I’ve been on a sort of breakfast-baking jaunt on the weekends recently, which oddly ends up being harder than it might seem. Still, after a couple of attempts I’ve made a passable imitation of

Popovers

popovers, starting with getting a real popover pan.

The trick, I think, is starting with liquid ingredients at room temperature. So get out a cup of whole milk and two eggs and let them sit until they warm up. As they get close, melt a tablespoon of butter and let it cool down to room temperature as well.

Whisk the eggs and milk until they’re well-mixed. Whisk together a cup of flour and half a teaspoon of salt in a large bowl, then add the eggs and milk and stir them together with a spatula until just incorporated. Add the butter and whisk all together until smooth and little bubbles start to form. Then let it all sit for half an hour at room temperature.

About fifteen minutes in, measure out half a teaspoon of vegetable oil into each cup of a popover pan, or — failing that — into each of the outer ten cups of a twelve-cup muffin tin. Put the pan into an oven on the lowest rack possible and heat the oven to 450 ºF.

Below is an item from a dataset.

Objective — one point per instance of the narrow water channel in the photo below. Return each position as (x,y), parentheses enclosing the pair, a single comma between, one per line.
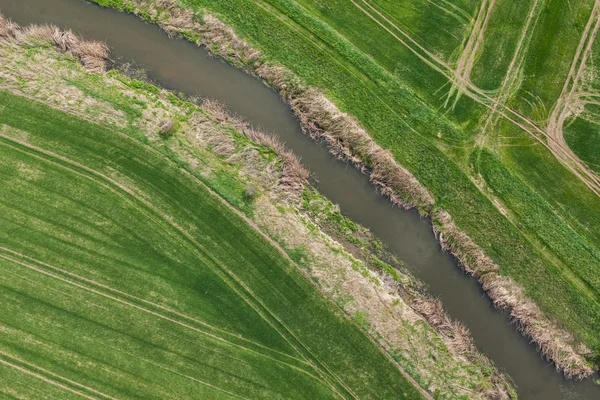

When the oven is heated and the batter has rested for half an hour, remove the pan from the oven. Work fast to portion the batter between all six (or ten) cups. A quart measuring cup with a spout may help here. Put the pan back in the oven and bake for twenty minutes, then turn the heat down to 350 ºF and bake for another fifteen minutes. Turn the popovers out onto a wire rack and let cool for a few minutes before serving.